Paris - The $31bn-a-year perfume industry is bracing itself for tighter EU regulations to be adopted by the end of the year that will include ingredient bans and labelling requirements aimed at protecting consumers from allergies.

The rules will force perfume makers to reformulate many of their scents and change the packaging of their products, leading to extra costs that will be more painful to meet for small, niche perfume makers than big players such as Chanel.

They will not however, as feared, drastically reduce authorised concentrations of key natural ingredients on the basis that 1% to 3% of the population could be allergic.

In 2012, an advisory report had recommended severely limiting the use of 12 ingredients, regarded as the pillars of the luxury perfume industry - such as citral, found in lemon and tangerine oils; coumarin, found in tropical tonka beans; and eugenol, found in rose oil.

"We understand that drastic reductions in the authorised concentrations of these ingredients would have created major disruptions to the industry," said David Hudson, spokesman for consumer policy at the European Commission.
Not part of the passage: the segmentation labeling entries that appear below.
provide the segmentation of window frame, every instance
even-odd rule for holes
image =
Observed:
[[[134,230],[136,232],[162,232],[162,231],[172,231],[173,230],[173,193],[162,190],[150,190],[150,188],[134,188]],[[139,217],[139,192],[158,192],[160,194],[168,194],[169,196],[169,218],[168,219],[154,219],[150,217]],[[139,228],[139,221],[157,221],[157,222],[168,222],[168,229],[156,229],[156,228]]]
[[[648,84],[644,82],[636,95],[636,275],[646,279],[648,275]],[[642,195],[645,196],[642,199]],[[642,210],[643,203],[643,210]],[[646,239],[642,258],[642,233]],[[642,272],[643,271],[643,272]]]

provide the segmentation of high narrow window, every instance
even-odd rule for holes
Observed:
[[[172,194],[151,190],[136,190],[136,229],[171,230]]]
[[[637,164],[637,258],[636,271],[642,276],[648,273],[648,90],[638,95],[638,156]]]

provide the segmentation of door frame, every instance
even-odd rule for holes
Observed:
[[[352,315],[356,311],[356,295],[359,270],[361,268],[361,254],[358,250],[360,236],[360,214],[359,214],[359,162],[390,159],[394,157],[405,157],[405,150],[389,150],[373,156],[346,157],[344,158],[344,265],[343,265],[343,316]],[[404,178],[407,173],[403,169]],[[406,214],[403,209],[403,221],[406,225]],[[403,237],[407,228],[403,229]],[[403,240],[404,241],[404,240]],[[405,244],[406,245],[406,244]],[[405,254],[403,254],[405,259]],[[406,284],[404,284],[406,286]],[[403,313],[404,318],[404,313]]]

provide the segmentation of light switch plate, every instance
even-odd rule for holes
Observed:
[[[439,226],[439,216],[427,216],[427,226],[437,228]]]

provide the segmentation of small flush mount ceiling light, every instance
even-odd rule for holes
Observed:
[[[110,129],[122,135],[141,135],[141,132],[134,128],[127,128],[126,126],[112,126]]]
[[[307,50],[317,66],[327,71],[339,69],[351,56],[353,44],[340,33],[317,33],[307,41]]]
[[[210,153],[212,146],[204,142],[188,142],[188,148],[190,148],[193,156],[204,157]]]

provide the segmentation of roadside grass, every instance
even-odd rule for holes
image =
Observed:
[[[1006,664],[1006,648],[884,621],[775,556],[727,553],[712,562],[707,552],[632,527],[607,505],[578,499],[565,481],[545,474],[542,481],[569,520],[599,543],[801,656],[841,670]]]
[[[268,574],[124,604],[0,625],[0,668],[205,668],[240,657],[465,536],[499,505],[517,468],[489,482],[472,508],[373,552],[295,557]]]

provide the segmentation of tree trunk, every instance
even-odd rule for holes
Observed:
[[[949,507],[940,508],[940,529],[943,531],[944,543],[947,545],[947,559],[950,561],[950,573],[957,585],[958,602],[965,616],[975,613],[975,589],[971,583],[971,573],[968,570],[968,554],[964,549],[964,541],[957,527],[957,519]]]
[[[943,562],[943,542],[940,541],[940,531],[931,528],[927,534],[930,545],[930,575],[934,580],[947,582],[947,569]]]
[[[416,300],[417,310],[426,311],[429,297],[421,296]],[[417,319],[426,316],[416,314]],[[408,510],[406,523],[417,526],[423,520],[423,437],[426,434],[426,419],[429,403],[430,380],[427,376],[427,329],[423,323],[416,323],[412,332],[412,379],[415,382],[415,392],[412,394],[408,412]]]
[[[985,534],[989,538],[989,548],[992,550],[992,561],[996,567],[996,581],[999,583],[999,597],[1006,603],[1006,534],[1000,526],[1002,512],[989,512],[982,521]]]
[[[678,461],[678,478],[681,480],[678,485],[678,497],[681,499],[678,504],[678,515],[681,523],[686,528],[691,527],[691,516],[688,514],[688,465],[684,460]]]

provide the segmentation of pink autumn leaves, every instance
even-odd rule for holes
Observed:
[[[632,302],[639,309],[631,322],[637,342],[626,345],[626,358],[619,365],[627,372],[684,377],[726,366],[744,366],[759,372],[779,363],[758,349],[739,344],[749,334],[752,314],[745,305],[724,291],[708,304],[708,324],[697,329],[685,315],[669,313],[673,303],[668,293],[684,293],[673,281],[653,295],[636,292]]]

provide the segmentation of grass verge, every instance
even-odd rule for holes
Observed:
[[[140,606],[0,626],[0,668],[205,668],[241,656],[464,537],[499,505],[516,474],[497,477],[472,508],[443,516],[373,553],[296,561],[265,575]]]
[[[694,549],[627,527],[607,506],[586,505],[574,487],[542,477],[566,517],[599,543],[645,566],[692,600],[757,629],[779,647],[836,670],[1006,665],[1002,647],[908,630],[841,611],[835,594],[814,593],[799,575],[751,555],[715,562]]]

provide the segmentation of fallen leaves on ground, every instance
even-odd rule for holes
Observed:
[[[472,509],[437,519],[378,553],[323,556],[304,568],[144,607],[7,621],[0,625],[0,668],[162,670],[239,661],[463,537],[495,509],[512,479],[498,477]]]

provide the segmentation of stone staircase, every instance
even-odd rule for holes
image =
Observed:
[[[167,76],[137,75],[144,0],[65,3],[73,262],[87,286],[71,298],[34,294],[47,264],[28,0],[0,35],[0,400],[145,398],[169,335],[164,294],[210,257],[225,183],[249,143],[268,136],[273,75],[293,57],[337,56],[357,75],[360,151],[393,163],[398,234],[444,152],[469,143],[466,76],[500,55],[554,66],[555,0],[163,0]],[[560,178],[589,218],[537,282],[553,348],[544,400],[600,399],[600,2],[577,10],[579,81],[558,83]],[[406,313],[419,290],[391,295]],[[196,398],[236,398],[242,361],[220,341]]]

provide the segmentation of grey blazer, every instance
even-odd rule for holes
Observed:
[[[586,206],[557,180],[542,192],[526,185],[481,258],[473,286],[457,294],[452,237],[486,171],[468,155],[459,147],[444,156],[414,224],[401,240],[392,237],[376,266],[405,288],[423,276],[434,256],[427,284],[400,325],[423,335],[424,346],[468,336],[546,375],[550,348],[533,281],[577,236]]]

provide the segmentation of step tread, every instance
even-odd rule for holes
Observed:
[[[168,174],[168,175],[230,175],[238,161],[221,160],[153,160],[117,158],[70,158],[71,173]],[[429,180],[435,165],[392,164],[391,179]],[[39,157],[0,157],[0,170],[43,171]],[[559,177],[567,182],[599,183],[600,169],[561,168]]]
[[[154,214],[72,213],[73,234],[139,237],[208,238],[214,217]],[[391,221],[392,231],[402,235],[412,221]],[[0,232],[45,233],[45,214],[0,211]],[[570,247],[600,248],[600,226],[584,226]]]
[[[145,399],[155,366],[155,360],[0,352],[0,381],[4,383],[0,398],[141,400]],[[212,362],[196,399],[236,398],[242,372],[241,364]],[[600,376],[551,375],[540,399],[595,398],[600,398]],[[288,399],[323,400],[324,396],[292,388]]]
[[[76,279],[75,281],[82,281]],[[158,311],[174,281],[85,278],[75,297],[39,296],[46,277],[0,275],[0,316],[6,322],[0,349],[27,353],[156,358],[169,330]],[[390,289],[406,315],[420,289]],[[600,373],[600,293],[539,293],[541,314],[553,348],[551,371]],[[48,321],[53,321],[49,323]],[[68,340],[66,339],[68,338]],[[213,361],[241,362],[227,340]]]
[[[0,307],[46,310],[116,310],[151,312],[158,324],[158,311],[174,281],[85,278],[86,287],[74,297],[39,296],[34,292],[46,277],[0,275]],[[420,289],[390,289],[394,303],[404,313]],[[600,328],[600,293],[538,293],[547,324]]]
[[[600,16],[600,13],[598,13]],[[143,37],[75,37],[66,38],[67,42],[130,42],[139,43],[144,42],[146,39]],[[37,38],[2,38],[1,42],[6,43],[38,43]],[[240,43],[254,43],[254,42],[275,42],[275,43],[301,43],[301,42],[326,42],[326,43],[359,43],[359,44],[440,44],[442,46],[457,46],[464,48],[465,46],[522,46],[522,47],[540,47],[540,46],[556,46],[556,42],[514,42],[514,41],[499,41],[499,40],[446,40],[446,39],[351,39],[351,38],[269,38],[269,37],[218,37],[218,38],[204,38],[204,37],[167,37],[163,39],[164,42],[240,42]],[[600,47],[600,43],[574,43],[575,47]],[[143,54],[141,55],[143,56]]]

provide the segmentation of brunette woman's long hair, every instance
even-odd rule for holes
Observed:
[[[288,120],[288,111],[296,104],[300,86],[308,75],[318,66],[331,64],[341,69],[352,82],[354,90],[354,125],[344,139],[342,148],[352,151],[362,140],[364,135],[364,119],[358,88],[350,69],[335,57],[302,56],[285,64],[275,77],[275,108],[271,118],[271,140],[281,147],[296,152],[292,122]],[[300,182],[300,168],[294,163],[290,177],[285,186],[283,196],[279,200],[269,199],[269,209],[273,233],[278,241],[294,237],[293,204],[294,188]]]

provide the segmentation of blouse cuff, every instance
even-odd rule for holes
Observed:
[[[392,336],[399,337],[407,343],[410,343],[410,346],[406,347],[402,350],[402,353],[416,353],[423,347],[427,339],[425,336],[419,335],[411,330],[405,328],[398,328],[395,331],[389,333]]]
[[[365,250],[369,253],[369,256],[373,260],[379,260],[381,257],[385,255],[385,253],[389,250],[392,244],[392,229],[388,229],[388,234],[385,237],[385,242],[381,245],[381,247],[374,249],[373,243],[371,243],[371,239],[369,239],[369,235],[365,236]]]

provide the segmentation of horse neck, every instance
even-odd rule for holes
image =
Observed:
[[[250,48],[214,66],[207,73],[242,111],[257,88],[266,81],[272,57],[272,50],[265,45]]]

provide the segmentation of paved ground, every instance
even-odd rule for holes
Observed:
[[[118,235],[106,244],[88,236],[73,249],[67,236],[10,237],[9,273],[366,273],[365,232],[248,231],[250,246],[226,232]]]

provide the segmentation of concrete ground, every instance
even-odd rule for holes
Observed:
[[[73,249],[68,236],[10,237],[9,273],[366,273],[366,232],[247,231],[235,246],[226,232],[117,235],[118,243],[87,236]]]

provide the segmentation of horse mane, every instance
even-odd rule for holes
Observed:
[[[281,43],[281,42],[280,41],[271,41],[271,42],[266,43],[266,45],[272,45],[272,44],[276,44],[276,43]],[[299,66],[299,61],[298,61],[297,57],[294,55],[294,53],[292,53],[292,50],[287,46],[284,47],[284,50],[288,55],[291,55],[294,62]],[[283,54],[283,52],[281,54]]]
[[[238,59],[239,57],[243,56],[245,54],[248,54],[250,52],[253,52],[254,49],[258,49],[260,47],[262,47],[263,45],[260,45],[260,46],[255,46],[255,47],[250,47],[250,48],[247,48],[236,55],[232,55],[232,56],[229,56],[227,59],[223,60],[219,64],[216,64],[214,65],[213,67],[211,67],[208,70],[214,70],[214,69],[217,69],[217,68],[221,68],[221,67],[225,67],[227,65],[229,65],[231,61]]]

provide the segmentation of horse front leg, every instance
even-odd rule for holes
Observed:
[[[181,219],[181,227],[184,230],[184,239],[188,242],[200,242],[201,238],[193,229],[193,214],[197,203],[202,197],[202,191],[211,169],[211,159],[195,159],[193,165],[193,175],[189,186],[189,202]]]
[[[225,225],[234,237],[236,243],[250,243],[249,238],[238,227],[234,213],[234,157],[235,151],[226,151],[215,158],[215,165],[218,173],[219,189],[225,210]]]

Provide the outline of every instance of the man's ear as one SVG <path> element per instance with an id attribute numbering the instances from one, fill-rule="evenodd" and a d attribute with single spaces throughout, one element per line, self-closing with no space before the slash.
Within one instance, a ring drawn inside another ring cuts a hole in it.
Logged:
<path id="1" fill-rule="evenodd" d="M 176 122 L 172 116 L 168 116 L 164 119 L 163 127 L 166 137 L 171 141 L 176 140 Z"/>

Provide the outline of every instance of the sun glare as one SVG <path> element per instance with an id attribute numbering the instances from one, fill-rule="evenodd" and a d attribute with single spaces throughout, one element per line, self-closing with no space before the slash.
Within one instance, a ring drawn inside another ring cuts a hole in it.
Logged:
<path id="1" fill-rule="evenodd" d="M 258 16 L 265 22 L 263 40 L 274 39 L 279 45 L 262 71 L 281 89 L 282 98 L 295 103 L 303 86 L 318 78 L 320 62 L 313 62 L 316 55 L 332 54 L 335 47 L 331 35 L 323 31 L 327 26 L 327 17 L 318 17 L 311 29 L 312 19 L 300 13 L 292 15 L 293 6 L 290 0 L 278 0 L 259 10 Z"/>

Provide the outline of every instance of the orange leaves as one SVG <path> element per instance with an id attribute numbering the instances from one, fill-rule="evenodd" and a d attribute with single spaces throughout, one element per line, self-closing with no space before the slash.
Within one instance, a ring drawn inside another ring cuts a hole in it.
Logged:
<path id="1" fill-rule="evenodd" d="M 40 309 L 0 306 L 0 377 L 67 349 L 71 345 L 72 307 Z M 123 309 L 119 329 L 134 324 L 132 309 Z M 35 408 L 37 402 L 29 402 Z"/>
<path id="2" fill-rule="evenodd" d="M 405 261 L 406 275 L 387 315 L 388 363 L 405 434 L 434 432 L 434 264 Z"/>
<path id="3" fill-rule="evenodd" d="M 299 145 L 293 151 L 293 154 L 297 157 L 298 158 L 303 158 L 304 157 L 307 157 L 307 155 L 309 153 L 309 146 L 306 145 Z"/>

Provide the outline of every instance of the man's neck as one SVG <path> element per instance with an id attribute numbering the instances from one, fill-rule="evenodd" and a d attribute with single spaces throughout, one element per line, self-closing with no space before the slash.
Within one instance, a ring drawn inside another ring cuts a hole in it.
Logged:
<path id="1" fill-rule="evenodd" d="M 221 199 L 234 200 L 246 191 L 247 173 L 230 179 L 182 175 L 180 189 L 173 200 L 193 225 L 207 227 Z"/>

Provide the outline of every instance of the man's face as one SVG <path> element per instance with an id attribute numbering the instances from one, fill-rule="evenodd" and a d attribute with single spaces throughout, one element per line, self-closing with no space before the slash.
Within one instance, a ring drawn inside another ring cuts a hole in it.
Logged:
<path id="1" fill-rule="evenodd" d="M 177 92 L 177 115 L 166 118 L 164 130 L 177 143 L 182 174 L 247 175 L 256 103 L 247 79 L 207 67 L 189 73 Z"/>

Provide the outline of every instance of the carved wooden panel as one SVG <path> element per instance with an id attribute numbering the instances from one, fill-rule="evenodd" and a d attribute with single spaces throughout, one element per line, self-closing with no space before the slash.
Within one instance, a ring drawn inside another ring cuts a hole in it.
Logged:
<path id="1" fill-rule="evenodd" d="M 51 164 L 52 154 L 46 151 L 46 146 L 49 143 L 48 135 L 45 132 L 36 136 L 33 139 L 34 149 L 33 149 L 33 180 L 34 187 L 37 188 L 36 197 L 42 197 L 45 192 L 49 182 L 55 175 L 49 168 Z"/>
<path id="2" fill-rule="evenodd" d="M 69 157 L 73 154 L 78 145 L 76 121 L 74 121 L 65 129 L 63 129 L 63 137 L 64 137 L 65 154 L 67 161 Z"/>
But the new regulations will ban three of those 12 ingredients and will investigate what levels of concentrations can be considered safe - protecting consumers from developing allergies to them over time - for the remaining nine others.

"If we ban citral from perfumes, of which certain elements are allergens, we should ban orange juice. It is absurd. We should not ban nature, only learn how to live with it," said Frederic Malle, who founded the French luxury perfume company Editions de Parfums Frederic Malle.

The Commission is planning to ban, in its original form, oak moss and tree moss, two of the most widely used base notes which give perfumes depth and help make the scents last.

Such mosses could be found in Chanel's number five and Dior's Miss Dior but the brands have been working on using altered versions, stripped of the molecules atranol and chloroatranol, regarded as potential allergens by the EU.

"Adapting is a challenge but it is precisely the talent of our "nose" to be able to preserve the qualities and olfactive (scent) identity of our perfumes while also taking into account new regulatory constraints," Chanel said in an e-mailed statement.

The EU is also planning on banning HICC, a popular synthetic molecule which replicates the lily of the valley smell.

Hermes as well as Dior and Guerlain - both owned by LVMH - have also been preparing themselves for the new rules by progressively changing their formulas.

"The European Commission approach guarantees the security of consumers and preserves Europe's olfactive heritage," LVMH said in an e-mailed statement. Hermes, Dior and Guerlain declined to comment.

Frederic Malle said he was forced to reformulate about a quarter of his scents due to the upcoming EU regulations, leading to extra costs - but costs which he found difficult to quantify as they also represented time invested to rework the formulas.

"It can take more than six months to reformulate a perfume, and a minimum of some 30 tests ... and this is precious time that cannot be spent on creating new perfumes. So to protect a small portion of the population, we are making the rest suffer," he said.